Oct 25, 2011

Navy to test carrier landing software



The U.S. Office of Naval Research says select pilots early next year will test new flight control software regarding landings on aircraft carriers.

The software, funded in part by the ONR, is intended to facilitate aircraft landings on Navy carriers with unprecedented accuracy.

"The precision that we can bring to carrier landings in the future will be substantial," said Michael Deitchman, deputy chief of naval research for naval air warfare and weapons. "The flight control algorithm has the potential to alter the next 50 years of how pilots land on carrier decks."
U.S. Navy and U.S. Marine Corps aviators conducting carrier landings line up with a moving flight deck in a complicated process. They must constantly adjust speed and manipulate the aircraft's flight control surfaces -- ailerons, rudders and elevators -- to maintain the proper glide path and alignment to the flight deck for an arrested landing.

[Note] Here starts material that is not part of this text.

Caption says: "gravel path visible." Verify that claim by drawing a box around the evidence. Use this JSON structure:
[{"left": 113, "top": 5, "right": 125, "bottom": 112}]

Throughout their approach, pilots eye a set of lights -- known as the Fresnel lens -- on the left side of
the ship. It signals whether they are coming in too high or too low.
ONR said the new algorithm in the flight control software augments the landing approach. Coupled with an experimental shipboard light system called a Bedford Array and accompanying cockpit heads-up display symbols, the software ties the movement of the pilot's control stick directly to the aircraft's flight path.

Instead of constantly adjusting the plane's trajectory indirectly through attitude changes, the pilot maneuvers the aircraft to project a dotted green line in the heads-up display over a target light shining in the landing area.

The software has been incorporated into an F/A-18 E/F Super Hornet flight simulator.

Researchers plan to conduct a study with U.S. and British navy pilots who will fly the simulator to obtain data on workload reduction and touchdown performance. Once the results are tabulated, the engineers plan to integrate the refined algorithm onto an actual aircraft for flight tests and demonstrations.